Selon Jeremy Allaire, PDG de Circle, cette stabilité économique est renforcée par les avancées réglementaires, notamment en Europe : “Avec le règlement MiCA, les stablecoins deviennent des monnaies numériques légales circulant sur blockchain. C’est un pas de géant pour toute l’industrie.”
Visa, Mastercard, PayPal et Stripe : une adoption stratégique des stablecoins
Visa s’est rapidement positionné comme un acteur clé dans l’intégration des stablecoins. Avec son réseau global de 100 millions de commerçants, le géant facilite leur adoption grâce à des collaborations stratégiques, notamment avec Gnosis Pay.
Cette dernière propose une carte de paiement adossée à des wallets en stablecoins, permettant aux utilisateurs de régler leurs achats tout en restant connectés à la blockchain. Martin Köppelmann, cofondateur de Gnosis, souligne : “Visa offre un réseau de distribution incomparable, essentiel pour coordonner les flux de paiement tout en respectant les réglementations locales.”
Visa est incontestablement le leader des cartes de paiement crypto. Avant Gnosis, le réseau américain avait déjà attiré Coinbase, Crypto.com ou encore Bitpanda. Ces cartes ont l’avantage de permettre à leurs détenteurs de dépenser des cryptos dans le monde entier sans avoir à repasser par leur banque : tout est assuré par les plateformes d’échange crypto, réduisant ainsi les frictions.
De son côté, Mastercard mise sur une approche diversifiée pour intégrer les cryptos dans son réseau. En collaborant avec des fintechs comme Paxos, l’entreprise facilite les paiements en stablecoins tout en explorant de nouveaux usages comme les NFT pour renforcer la fidélisation client.
“Les stablecoins représentent une révolution majeure.
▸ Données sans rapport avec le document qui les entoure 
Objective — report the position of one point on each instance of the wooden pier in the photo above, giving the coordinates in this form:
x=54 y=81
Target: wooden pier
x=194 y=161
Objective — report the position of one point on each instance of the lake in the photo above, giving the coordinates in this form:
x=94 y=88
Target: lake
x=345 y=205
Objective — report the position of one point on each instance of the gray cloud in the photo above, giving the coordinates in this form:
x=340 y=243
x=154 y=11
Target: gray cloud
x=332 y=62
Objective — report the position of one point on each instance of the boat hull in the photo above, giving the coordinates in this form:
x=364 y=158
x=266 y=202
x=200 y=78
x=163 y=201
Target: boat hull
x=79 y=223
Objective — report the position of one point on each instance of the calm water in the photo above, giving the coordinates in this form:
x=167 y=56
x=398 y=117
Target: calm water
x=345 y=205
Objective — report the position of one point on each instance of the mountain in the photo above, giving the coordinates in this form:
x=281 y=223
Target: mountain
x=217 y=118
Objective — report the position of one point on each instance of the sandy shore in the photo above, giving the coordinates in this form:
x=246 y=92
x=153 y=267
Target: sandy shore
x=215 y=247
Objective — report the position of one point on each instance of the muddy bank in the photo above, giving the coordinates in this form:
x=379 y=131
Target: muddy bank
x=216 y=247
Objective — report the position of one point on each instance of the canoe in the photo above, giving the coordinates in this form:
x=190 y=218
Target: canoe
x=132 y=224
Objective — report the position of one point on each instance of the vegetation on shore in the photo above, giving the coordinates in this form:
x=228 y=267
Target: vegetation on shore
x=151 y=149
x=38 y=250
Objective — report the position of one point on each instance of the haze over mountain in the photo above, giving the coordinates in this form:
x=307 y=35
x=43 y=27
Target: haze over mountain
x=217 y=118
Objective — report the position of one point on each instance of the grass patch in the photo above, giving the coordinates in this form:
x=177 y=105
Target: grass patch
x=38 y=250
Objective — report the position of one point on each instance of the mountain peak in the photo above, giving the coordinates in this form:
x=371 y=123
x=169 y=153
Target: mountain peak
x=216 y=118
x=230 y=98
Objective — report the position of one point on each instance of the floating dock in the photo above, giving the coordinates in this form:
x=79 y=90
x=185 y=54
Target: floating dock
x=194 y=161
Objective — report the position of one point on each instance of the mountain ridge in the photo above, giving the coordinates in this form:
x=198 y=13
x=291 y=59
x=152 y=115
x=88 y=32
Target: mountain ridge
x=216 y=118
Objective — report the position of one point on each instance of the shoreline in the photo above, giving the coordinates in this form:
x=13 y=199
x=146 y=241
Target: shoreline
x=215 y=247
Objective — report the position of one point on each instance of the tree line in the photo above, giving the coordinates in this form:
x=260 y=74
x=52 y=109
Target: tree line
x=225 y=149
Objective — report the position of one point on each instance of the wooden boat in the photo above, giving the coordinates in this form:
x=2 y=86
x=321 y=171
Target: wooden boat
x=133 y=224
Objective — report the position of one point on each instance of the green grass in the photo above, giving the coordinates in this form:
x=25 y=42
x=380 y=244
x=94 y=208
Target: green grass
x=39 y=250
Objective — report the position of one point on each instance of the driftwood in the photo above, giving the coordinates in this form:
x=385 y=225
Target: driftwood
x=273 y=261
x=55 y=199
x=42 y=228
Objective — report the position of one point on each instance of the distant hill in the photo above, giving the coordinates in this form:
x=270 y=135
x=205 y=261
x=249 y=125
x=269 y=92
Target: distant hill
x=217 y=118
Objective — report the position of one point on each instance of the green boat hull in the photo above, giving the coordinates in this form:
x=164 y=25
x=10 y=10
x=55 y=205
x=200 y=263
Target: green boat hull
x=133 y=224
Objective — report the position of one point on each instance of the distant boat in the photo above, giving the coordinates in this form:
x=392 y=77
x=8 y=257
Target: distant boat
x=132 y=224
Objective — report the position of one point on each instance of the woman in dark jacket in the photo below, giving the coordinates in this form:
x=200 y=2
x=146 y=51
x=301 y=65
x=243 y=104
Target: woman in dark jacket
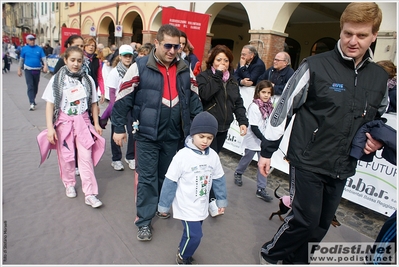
x=220 y=94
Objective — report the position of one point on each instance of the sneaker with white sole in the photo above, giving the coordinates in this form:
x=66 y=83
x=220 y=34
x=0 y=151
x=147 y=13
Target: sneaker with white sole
x=118 y=166
x=91 y=200
x=144 y=233
x=70 y=191
x=131 y=162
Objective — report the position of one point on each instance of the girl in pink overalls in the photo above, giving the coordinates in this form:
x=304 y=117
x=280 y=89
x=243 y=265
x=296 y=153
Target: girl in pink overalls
x=70 y=94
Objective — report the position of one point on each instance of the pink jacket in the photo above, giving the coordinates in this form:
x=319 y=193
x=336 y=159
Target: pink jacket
x=85 y=134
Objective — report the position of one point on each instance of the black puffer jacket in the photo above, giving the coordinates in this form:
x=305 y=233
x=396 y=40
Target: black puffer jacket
x=221 y=99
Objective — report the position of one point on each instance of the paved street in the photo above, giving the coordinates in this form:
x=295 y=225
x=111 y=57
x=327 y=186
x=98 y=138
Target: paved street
x=42 y=226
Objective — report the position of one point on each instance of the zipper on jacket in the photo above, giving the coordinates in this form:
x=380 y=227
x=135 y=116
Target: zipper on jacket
x=225 y=102
x=314 y=135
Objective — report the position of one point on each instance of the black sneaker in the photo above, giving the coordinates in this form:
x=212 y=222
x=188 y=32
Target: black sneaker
x=181 y=261
x=238 y=179
x=144 y=233
x=262 y=194
x=189 y=258
x=162 y=216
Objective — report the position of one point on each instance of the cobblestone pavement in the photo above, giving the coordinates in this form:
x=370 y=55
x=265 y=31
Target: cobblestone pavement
x=361 y=219
x=357 y=217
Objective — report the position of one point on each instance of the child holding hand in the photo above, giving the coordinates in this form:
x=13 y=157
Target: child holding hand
x=258 y=114
x=70 y=94
x=188 y=181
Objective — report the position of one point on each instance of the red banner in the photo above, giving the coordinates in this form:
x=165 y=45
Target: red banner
x=193 y=24
x=6 y=39
x=24 y=34
x=16 y=41
x=65 y=33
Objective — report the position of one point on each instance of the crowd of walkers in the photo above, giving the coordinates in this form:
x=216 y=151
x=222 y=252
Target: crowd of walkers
x=174 y=117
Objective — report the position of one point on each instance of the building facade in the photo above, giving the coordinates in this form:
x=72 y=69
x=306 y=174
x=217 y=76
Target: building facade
x=302 y=29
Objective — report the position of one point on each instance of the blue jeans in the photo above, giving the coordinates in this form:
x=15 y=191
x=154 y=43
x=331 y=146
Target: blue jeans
x=243 y=165
x=116 y=150
x=32 y=78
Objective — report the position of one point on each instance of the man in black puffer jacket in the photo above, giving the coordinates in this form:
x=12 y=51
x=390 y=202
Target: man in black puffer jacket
x=332 y=94
x=159 y=91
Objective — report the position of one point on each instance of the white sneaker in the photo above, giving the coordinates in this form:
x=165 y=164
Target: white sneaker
x=70 y=191
x=91 y=200
x=118 y=166
x=131 y=162
x=213 y=208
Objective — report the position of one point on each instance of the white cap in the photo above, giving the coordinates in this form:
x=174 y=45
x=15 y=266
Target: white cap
x=125 y=50
x=30 y=37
Ils permettent des paiements plus rapides et accessibles, tout en ouvrant la voie à des innovations inédites”, déclare à The Big Whale Christian Rau, responsable des paiements numériques pour Mastercard en Europe.
Stripe a quant à lui franchi un cap en octobre 2024 en acquérant Bridge, une start-up spécialisée dans les paiements en stablecoins, pour 1,1 milliard de dollars.
Cette acquisition reflète l’ambition de Stripe de simplifier l’usage des stablecoins pour les entreprises, tout en consolidant son rôle sur le marché des paiements numériques. “Cet achat valide réellement l’impact des stablecoins sur l’industrie et montre que la blockchain est devenue une infrastructure incontournable”, explique Varun Paul de Fireblocks.
PayPal a également été l’un des premiers géants à lancer son propre stablecoin, le PYUSD, à l’été 2023. Avec une capitalisation initiale de 500 millions de dollars, ce stablecoin vise à démocratiser les paiements numériques pour ses millions d’utilisateurs.
L’entreprise cible notamment les remises de fonds et les paiements internationaux, deux segments où les stablecoins offrent un avantage significatif en termes de coûts et de rapidité.
Les stablecoins ne se contentent pas de redéfinir les transactions crypto natives : ils gagnent du terrain dans des secteurs variés, devenant un outil indispensable pour des cas d’usage concrets.
Dans le domaine des paiements transfrontaliers, ils s’imposent comme une alternative efficace aux services traditionnels comme Western Union, où les frais peuvent atteindre 6% pour un transfert international. “Les stablecoins permettent des transactions quasi instantanées et beaucoup moins coûteuses”, souligne Varun Paul.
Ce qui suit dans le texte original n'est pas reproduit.